Mediante cumprimento das respetivas metas, os Estados membros poderão apresentar um pedido de pagamento, com o limite de dois pedidos por ano, os quais estarão sujeitos à avaliação pela Comissão Europeia. O eventual incumprimento das metas poderá, no limite, resultar numa redução dos fundos alocados ao Estado membro. É, pois, na execução tempestiva e correta dos fundos disponibilizados que reside um dos principais desafios do Recuperar Portugal.
Antes dos PRRs, a necessidade de responder de forma coordenada aos efeitos assimétricos e à alteração das perspetivas económicas, sociais e orçamentais decorrentes do surto pandémico da Covid-19 já havia motivado a aprovação pela Comissão Europeia, desde o final do primeiro trimestre de 2020, de múltiplos regimes de auxílios públicos, mormente ao abrigo do Quadro Temporário relativo às medidas estatais destinadas a apoiar a economia em virtude da pandemia da Covid-19. Atualmente encontra-se ainda em vigor, designadamente, o apoio extraordinário à retoma progressiva de atividade em empresas em situação de crise empresarial, instituído pelo Decreto-Lei n.º 46-A/2020, de 30 de julho. Aí se prevê, em especial, o apoio extraordinário à manutenção de contrato de trabalho, ou lay-off simplificado.

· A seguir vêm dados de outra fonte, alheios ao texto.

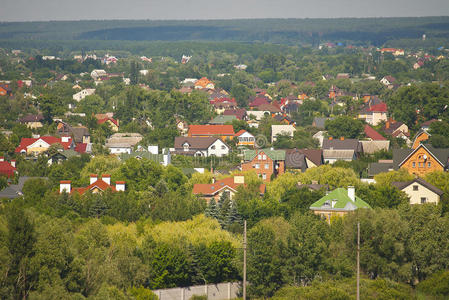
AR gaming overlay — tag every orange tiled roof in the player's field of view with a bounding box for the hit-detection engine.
[195,77,212,88]
[71,179,117,195]
[189,125,234,135]
[193,177,265,196]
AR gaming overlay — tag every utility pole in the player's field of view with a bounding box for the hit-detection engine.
[243,220,246,300]
[357,222,360,300]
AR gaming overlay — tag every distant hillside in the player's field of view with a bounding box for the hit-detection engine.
[0,17,449,46]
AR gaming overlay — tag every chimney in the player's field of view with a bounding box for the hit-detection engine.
[89,174,98,184]
[348,186,355,202]
[115,181,125,192]
[59,180,72,194]
[234,175,245,184]
[101,174,111,185]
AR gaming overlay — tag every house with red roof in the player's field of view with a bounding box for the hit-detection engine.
[249,96,270,109]
[209,97,237,114]
[97,117,119,132]
[358,98,388,126]
[364,124,387,141]
[235,129,256,147]
[0,156,17,178]
[59,174,126,195]
[15,136,75,155]
[187,125,235,141]
[223,108,246,120]
[193,175,266,203]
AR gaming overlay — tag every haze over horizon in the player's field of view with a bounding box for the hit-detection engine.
[0,0,449,22]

A aprovação do PRR português representa, no âmbito da resposta à crise pandémica e numa linha de continuidade com o Quadro Temporário, a concretização de um esforço europeu comum sem precedentes, que atesta a importância vital da cooperação entre Estados membros para ultrapassagem de choques económicos e sociais e salvaguarda da coesão na União. O êxito português será um êxito europeu, que pavimentará o caminho para a construção de uma economia europeia mais resiliente e coesa.